Member outreach initiatives are underway to encourage select Blue Cross Medicare Advantage members to schedule wellness visits with their physicians. Provider offices should expect an influx of calls from our members and the My Advocate appointment scheduling service.

My Advocate is a suite of member services offered by Altegra Health, an independent company that contracts with BCBSM to provide these services free of charge to our Medicare Advantage members.

These services include locating community programs that may save our members money on various health care needs, such as medical supplies, medications and everyday living expenses. The My Advocate program also provides education to our members on specific health issues and how to effectively communicate health concerns with their doctors.
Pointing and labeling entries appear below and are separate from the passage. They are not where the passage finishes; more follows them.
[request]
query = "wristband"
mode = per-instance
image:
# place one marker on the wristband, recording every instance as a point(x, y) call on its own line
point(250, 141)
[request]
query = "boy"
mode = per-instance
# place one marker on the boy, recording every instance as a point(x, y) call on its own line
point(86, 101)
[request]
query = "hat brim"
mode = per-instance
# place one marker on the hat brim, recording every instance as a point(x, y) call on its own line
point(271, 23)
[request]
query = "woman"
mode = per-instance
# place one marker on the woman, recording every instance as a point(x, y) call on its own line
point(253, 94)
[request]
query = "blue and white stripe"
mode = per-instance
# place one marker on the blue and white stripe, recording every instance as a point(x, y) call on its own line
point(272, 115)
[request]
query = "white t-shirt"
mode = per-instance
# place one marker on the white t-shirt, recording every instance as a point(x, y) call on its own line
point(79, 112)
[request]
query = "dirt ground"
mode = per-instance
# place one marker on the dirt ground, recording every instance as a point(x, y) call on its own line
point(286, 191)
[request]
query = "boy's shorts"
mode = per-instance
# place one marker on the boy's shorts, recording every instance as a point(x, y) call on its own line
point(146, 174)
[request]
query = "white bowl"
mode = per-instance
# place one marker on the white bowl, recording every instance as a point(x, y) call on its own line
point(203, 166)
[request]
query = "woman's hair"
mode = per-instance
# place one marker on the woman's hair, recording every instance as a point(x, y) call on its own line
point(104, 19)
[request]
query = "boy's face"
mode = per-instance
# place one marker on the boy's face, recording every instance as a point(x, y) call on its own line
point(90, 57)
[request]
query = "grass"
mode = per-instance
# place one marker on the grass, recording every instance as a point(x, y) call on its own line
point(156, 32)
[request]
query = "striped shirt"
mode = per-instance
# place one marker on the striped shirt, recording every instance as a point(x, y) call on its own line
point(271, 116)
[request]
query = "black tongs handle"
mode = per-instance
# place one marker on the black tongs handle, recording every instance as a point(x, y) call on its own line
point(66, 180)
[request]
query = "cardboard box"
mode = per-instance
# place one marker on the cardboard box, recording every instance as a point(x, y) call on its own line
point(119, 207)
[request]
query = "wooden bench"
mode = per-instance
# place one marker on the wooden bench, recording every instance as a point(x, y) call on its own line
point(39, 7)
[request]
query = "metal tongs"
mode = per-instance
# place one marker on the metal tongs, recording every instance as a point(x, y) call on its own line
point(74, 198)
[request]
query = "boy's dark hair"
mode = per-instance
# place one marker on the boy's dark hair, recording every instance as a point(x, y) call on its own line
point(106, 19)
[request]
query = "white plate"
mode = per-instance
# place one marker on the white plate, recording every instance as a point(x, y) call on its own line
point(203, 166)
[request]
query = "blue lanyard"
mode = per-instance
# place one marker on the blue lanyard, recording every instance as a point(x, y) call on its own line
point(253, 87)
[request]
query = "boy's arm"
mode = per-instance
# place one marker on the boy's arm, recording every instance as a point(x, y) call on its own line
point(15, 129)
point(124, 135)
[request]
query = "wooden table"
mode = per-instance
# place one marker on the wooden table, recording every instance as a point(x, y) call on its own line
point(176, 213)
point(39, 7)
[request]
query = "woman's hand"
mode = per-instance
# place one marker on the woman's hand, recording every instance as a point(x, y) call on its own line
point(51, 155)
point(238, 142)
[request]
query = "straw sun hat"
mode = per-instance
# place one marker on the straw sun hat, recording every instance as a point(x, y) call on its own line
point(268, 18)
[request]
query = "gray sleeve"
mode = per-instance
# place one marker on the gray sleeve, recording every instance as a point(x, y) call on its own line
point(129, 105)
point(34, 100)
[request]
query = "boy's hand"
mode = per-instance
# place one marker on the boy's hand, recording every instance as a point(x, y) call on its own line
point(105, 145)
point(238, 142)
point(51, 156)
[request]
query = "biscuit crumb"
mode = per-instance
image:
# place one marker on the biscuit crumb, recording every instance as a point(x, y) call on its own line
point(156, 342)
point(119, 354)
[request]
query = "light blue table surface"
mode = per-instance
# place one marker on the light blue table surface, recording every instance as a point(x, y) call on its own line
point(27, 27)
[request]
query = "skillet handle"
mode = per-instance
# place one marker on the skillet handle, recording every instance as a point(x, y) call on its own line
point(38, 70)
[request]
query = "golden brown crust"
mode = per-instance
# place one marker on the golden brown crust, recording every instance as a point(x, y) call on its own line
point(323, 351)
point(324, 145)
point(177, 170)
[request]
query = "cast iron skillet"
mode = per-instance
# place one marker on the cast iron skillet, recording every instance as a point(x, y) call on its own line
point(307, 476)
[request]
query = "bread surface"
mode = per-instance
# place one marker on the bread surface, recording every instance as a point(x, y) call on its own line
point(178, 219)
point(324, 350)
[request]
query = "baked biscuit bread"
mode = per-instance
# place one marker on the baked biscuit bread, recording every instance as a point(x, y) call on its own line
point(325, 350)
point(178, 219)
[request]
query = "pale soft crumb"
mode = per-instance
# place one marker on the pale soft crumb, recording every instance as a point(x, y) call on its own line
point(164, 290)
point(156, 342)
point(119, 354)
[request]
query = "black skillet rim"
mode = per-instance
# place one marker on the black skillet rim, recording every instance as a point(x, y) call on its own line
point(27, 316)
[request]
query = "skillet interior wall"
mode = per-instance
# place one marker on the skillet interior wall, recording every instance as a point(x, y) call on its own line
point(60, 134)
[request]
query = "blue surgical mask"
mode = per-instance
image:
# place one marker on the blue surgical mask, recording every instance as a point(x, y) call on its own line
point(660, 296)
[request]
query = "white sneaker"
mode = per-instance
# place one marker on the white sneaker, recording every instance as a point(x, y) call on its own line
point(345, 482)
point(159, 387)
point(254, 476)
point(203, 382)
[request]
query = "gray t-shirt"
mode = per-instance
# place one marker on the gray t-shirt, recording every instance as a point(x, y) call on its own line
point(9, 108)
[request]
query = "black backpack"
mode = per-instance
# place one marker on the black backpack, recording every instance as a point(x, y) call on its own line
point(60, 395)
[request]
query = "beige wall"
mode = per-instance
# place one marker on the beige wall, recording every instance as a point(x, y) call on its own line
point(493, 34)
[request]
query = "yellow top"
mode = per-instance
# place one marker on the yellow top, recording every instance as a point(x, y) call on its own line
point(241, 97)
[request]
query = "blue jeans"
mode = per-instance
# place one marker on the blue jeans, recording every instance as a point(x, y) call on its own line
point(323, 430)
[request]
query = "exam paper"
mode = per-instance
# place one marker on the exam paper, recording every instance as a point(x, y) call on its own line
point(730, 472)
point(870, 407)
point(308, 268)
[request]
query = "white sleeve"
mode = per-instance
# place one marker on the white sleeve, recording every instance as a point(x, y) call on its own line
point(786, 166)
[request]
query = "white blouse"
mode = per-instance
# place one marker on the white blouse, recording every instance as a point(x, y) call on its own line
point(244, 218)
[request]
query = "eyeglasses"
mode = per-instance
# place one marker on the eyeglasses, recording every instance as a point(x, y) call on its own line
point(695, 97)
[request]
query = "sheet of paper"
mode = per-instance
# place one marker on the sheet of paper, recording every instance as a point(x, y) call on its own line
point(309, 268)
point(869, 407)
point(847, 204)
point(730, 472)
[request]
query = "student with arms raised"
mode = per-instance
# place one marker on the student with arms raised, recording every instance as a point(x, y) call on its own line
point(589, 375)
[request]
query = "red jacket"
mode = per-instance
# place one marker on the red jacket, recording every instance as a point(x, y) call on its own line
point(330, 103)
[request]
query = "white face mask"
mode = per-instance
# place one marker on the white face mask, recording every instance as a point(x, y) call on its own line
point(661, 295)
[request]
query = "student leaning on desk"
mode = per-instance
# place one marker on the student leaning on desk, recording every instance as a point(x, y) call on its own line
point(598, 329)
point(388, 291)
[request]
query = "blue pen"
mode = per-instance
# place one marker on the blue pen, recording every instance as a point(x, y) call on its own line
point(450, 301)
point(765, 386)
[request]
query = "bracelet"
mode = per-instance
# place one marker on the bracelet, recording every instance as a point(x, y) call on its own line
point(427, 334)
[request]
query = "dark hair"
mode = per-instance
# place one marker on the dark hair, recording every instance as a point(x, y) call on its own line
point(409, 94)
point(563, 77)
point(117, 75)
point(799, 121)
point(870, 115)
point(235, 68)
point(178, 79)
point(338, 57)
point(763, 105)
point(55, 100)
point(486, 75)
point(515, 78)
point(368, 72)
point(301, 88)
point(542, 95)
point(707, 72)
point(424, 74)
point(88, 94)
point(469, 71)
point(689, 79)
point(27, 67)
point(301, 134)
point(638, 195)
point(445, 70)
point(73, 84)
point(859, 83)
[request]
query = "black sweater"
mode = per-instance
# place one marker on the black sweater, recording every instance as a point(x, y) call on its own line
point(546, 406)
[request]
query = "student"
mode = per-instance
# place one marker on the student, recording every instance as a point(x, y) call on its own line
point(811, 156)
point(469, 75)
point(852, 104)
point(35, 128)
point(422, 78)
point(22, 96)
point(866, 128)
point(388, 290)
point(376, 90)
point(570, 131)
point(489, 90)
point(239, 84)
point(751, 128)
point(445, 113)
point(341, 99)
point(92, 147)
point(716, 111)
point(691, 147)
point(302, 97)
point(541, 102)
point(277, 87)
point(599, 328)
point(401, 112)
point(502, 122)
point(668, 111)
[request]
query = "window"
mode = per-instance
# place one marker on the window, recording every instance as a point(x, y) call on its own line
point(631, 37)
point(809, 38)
We also encourage our members to visit their doctor regularly, take medications as prescribed and alert the appropriate doctor when issues arise. It’s our goal to provide our Medicare Advantage members with a quality service to aid them in maintaining their health without any additional out-of-pocket expenses.

What you need to know:

  • My Advocate will schedule appointments directly with your office staff while they have the member on the phone.
  • A confirmation fax will be sent to your office 24 to 48 hours prior to the member’s visit. The confirmation fax will include the member’s gaps in care and basic medical history.

Please notify your staff members of this outreach initiative in order to better prepare them for the increasing volume of calls and to create a pleasant experience for your patients over the next several weeks.


Blues Medicare Advantage website redesigned to improve customer experience

The Blues recently launched its redesigned Medicare website, bcbsm.com/medicare, to enhance the customer experience for people who shop for Medicare plans.

Key improvements include:

  • A new contemporary user interface
  • Information about Blue Cross Blue Shield of Michigan and Blue Care Network Medicare plans on one site
  • Simplified site navigation that makes it easier to find information about our Medicare plans
  • Easy-to-understand content
  • Faster and more effective search tools
  • A new Medicare 101 tutorial and help center that provide answers to the most commonly asked questions

The site’s helpful tools include:

  • The search tool on the home page. Just enter a simple keyword or phrase in the bar in the upper-right corner
  • The bottom of each page provides direct links to all the pages on the site.
  • The “contact us” link on each page has contact information for both group and individual members.

Over the next few months, the Blues’ Digital Experience team will work with Medicare business units to update the site in time for the 2015 enrollment period.

Site access is available to Medicare insurance shoppers, including those who are aging in, potential Medicare group customers, current members, providers, employers, agents and the general public.

If you have any problems accessing the site, call 1-877-258-3932.


Reminder: Submiting CMS-1500 claim forms for Medicare Advantage patients

To submit paper claims and avoid processing delays, BCBSM Medicare Advantage providers should send their CMS-1500 claim forms to:

Medicare Advantage
Blue Cross Blue Shield of Michigan
P.O. Box 32593
Detroit, MI 48232-0593

If you have any questions, please call your provider consultant.

No portion of this publication may be copied without the express written permission of Blue Cross Blue Shield of Michigan, except that BCBSM participating health care providers may make copies for their personal use. In no event may any portion of this publication be copied or reprinted and used for commercial purposes by any party other than BCBSM.